Prove: $2^{n+2}\ge n^3$ induction proof

Question

Prove: $2^{n+2}\ge n^3 $ for every natural n

I got this exercise from TAU logarithms exercises, I tried to do the all usual induction technique but I got to a weird dead end:

I do the induction proof and I get to: $$2^{n+2}+2^{n+2} \ge n^3 +3n^2+3n+1$$

So $2^{n+2}\ge n^3$ and I try another induction proof and I get to:

$$2^{n+2}+2^{n+2} \ge 3n^2+3n+1+6n+6$$

So $2^{n+2}\ge 3n^2+3n+1$ and I try another induction proof but I get a wrong answer for the base case (which I think will be $n=2$ at this step) because $2^4$ is not greater than $18$

What am I doing wrong here?

If there are any other ways to solve this, it will also be welcomed.

Answer 1

Hint: Multiplying $$2^{n+2}\geq n^3$$ by $$2$$ we get

$$2^{n+3}\geq 2n^3$$ and you must show that $$2n^3>(n+1)^3$$

Answer 2

I'll just try to outline a way that popped into my head. As a base, for $n=0$, note that $2^2\geq 0$.
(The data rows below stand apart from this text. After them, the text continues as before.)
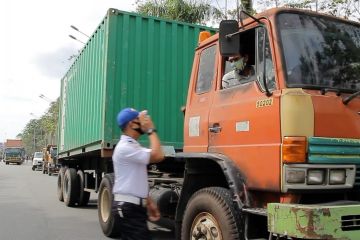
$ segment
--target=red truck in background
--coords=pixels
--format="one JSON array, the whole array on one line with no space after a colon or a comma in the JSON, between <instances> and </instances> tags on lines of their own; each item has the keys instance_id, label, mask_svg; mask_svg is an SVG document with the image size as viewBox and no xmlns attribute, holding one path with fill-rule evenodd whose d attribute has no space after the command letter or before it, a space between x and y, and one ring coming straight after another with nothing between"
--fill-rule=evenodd
<instances>
[{"instance_id":1,"label":"red truck in background","mask_svg":"<svg viewBox=\"0 0 360 240\"><path fill-rule=\"evenodd\" d=\"M4 146L3 161L6 164L22 164L25 160L25 149L21 139L7 139Z\"/></svg>"}]
</instances>

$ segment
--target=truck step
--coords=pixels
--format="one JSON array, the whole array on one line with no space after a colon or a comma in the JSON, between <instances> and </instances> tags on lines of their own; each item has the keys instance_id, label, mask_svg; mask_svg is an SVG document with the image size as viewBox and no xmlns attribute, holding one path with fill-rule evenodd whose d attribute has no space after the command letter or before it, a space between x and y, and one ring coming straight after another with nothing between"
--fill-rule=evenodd
<instances>
[{"instance_id":1,"label":"truck step","mask_svg":"<svg viewBox=\"0 0 360 240\"><path fill-rule=\"evenodd\" d=\"M267 217L267 210L265 208L243 208L242 211Z\"/></svg>"}]
</instances>

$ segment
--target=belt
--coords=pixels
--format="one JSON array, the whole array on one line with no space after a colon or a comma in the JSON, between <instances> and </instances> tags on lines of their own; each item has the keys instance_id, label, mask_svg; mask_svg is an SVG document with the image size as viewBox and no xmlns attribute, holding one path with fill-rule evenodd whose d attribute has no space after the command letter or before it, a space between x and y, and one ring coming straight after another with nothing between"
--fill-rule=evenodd
<instances>
[{"instance_id":1,"label":"belt","mask_svg":"<svg viewBox=\"0 0 360 240\"><path fill-rule=\"evenodd\" d=\"M114 200L118 201L118 202L128 202L128 203L133 203L139 206L143 206L146 207L147 205L147 199L146 198L140 198L140 197L135 197L135 196L131 196L131 195L124 195L124 194L114 194Z\"/></svg>"}]
</instances>

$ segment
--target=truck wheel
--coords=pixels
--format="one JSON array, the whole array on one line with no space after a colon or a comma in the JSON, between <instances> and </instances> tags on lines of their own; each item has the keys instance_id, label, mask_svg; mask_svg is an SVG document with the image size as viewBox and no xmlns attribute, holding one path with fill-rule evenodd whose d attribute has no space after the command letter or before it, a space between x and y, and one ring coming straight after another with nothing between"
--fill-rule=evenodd
<instances>
[{"instance_id":1,"label":"truck wheel","mask_svg":"<svg viewBox=\"0 0 360 240\"><path fill-rule=\"evenodd\" d=\"M61 167L57 179L57 195L60 202L64 201L64 194L63 194L64 173L65 173L65 168Z\"/></svg>"},{"instance_id":2,"label":"truck wheel","mask_svg":"<svg viewBox=\"0 0 360 240\"><path fill-rule=\"evenodd\" d=\"M32 166L32 168L31 168L33 171L35 171L35 167L34 166Z\"/></svg>"},{"instance_id":3,"label":"truck wheel","mask_svg":"<svg viewBox=\"0 0 360 240\"><path fill-rule=\"evenodd\" d=\"M112 212L114 197L112 187L114 184L114 174L106 174L100 183L98 195L98 216L101 229L107 237L118 237L120 229L118 227L120 216L117 212Z\"/></svg>"},{"instance_id":4,"label":"truck wheel","mask_svg":"<svg viewBox=\"0 0 360 240\"><path fill-rule=\"evenodd\" d=\"M9 165L9 162L5 162L6 165Z\"/></svg>"},{"instance_id":5,"label":"truck wheel","mask_svg":"<svg viewBox=\"0 0 360 240\"><path fill-rule=\"evenodd\" d=\"M68 168L65 171L63 181L63 195L64 203L68 207L74 206L78 201L79 183L75 168Z\"/></svg>"},{"instance_id":6,"label":"truck wheel","mask_svg":"<svg viewBox=\"0 0 360 240\"><path fill-rule=\"evenodd\" d=\"M85 174L82 170L77 171L77 178L79 182L79 206L86 206L89 203L90 192L84 191L85 188Z\"/></svg>"},{"instance_id":7,"label":"truck wheel","mask_svg":"<svg viewBox=\"0 0 360 240\"><path fill-rule=\"evenodd\" d=\"M239 212L229 190L204 188L190 198L181 226L181 239L243 239Z\"/></svg>"}]
</instances>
For the induction step, suppose $2^{n+2}\geq n^3$ for some $n$. Then $$2^{(n+1)+2}=2^{(n+2)+1}=2^{n+2}\cdot 2\geq n^3\cdot 2$$ by the induction hypothesis. Now, you just have to show that $2n^3\geq (n+1)^3$ from which then follows that

$$2^{(n+1)+2}\geq (n+1)^3$$

which is what you wanted to establish.

Answer 3

Going from n to n+1, the left side is multiplied by 2. The right side is multiplied by $((n+1)/n)^3$. The right side grows slower if $((n+1)/n)^3 < 2$, or $1+1/n < 2^{1/3} ≈ 1.26$, or $1/n < 0.26$, or $n > 1/0.26 ≈ 3.847$ or n ≥ 4.

So you prove the statement by hand for n = 1, 2, 3, 4. For n ≥ 4, $((n+1)/n)^3 < 2$, so $2^{n+2} > n^3$ implies $2^{n+3} > (n+1)^3$.